Monday, May 2, 2016

Nomination News: The Nameless Dark - A Collection nominated for 2015 Shirley Jackson Award for Best Single-Author Collection


It gives me great pleasure to announce that The Nameless Dark - A Collection was officially nominated today for the 2015 Shirley Jackson Award for Best Single-Author Collection.

I count this as especially meaningful, as The Shirley Jackson Awards have always focused on those writers that I personally think are among the best working today, consistently nominating and awarding such writers, editors, and other creatives as Brian Evenson, Michael Marshall Smith, Laird Barron, Nathan Ballingrud, Elizabeth Hand, Joel Lane, Mike Mignola, S.P. Miskowski, Ann and Jeff VanderMeer, Gemma Files, Ellen Datlow, Melanie and Steve Rasnic Tem, Stephen King, Stephen Graham Jones, Livia Llewellyn, Christopher Golden, Tim Lebbon, Peter Straub, Neil Gaiman, S. T. Joshi, Steve Berman, Reggie Oliver, Michael Cisco, Kelly Link, Tim Waggoner, Lucius Sheppard, Kelly Link, Glen Hirshberg, Stephen Jones, Jack Ketchum, Ian Rogers, Jeffrey Ford, Joyce Carol Oates, Nicole Cushing, Ramsey Campbell, Nina Allen, Josh Malerman, Robert Levy, Kate Jonez, Ross E. Lockhart, Michael Kelly, Mark Morris, and others. Those I left out I haven't yet had the opportunity to read, but always use the Shirley Jackson Award nominee list as a browsers guideline.

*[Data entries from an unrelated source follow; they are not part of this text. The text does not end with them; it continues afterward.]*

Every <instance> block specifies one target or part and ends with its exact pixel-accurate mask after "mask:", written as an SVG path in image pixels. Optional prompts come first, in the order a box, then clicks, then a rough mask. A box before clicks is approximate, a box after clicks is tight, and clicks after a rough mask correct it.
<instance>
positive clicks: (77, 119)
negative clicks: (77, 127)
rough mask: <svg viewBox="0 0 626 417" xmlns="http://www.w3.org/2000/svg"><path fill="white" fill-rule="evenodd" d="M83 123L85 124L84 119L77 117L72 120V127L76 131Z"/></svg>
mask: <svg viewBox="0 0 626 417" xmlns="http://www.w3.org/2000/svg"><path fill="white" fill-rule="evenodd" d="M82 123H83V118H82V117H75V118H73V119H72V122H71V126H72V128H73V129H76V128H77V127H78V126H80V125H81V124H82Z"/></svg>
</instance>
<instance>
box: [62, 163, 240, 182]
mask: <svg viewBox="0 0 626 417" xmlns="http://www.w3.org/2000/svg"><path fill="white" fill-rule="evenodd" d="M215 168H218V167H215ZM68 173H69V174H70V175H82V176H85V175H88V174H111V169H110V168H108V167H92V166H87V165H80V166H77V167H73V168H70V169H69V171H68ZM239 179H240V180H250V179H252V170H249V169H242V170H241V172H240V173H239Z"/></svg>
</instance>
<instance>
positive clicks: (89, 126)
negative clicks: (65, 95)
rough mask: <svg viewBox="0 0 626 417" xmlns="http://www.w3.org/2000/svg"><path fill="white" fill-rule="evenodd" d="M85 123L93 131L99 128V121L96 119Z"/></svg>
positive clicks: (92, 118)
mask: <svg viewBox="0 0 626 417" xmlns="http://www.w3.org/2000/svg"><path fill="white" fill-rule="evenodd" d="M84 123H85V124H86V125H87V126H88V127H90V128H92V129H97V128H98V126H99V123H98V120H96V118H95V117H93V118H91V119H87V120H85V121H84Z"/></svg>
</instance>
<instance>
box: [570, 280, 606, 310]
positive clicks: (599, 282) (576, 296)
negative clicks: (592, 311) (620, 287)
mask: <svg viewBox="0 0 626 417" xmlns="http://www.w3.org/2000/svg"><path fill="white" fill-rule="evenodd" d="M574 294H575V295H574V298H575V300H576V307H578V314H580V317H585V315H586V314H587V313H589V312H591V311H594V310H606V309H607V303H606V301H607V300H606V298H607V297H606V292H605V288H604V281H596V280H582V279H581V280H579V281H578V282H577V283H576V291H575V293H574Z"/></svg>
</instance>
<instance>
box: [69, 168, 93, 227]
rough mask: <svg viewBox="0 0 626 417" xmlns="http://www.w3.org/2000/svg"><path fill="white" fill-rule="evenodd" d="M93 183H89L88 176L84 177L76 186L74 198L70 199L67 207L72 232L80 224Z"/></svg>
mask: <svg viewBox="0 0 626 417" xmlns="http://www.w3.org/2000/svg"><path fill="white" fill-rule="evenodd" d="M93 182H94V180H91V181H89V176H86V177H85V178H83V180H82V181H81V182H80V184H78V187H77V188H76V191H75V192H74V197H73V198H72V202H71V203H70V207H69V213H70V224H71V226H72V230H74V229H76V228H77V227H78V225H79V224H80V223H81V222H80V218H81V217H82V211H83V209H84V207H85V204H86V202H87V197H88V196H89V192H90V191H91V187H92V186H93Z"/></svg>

These are the names I regularly seek out. That these individuals have also been honored by the Shirley Jackson Awards in eight short years, while not necessarily other awards organizations, makes my appreciation all the greater that I am joining these names with my own. To say I'm humbled to be in this august company would be a disgusting understatement, but I'll say it anyway - I am incredibly humbled to be in this august company.

Also important to note, Shirley Jackson is an icon of dark fiction, and a master of the short tale. Ask me on the right day, and I'll tell you that "The Lottery" is the best short story ever written (on the wrong day, I'll tell you that it's Flannery O'Connor's "A Good Man is Hard to Find"). So, receiving a nomination for a prize named after Ms. Jackson is all the more special because of her impact, and what she did to push forward the genres of horror, supernatural, and fantastical fiction.

I don't write for awards, just like I don't write for reviews. But when I receive a positive review, it makes me feel good, knowing that the work connected with a reader. That's the whole point of all of this, at least in my mind. To write fiction that resonates, entertains, possibly transports and builds something new inside the brain of the reader.

So, too, is it with awards. I never expected to receive any accolades for my debut collection, or for any of the stories it contains. But receiving an honor from an organization that I truly, truly respect, based on the people involved and the past nominees and winners, is a wonderful feeling, and provides further evidence that what I am doing - writing dark fiction - is worthwhile, and has meaning to readers and colleagues.

I'd like to take this time to again thank Nathan Ballingrud for the brilliant foreword and the recommendation, and Laird Barron for the double rec to Lethe Press. Both of these guys helped get my work on the right desk. And I'd like to thank Lethe head honcho Steve Berman for taking a chance on a collection of dark stories written by a relative unknown.

Most of all, and it cannot be understated, I want to express my profound appreciation and head over heels, cartoon-eyed love for my extraordinary wife, Ives Hovanessian, for the priceless editorial work she did on these tales, helping to hone down and lean up my writing, as well as providing important plot elements, including the ending of "The Screamer." She quite literally found The Screamer for me after I was searching for it in vain for several years. She also found the collection cover artist (Arnaud de Vallois!) and designed what became the final look of the cover. But even more importantly, she has my eternal gratitude for being the first person in my life who gave me the confidence to be myself, cut my losses (in the form of 50 billion shitty scripts), and truly write what and how I wanted to write, following a calling I first heard in childhood but never answered until decades later. I've said this before in interviews and conversations, but it truly bears repeating that I wouldn't be working in fiction right now if it wasn't for her, and so I wouldn't be here writing this to you, dear reader. So, Ivy jan, this nomination is for you, and a fitting tribute after you first read to me aloud "The Lottery" a half decade ago and blew my mind yet again.

To my fellow nominees for all of the 2015 Shirley Jackson Awards, I wish you a hearty congrats and much luck, as it seems we're all going to need it.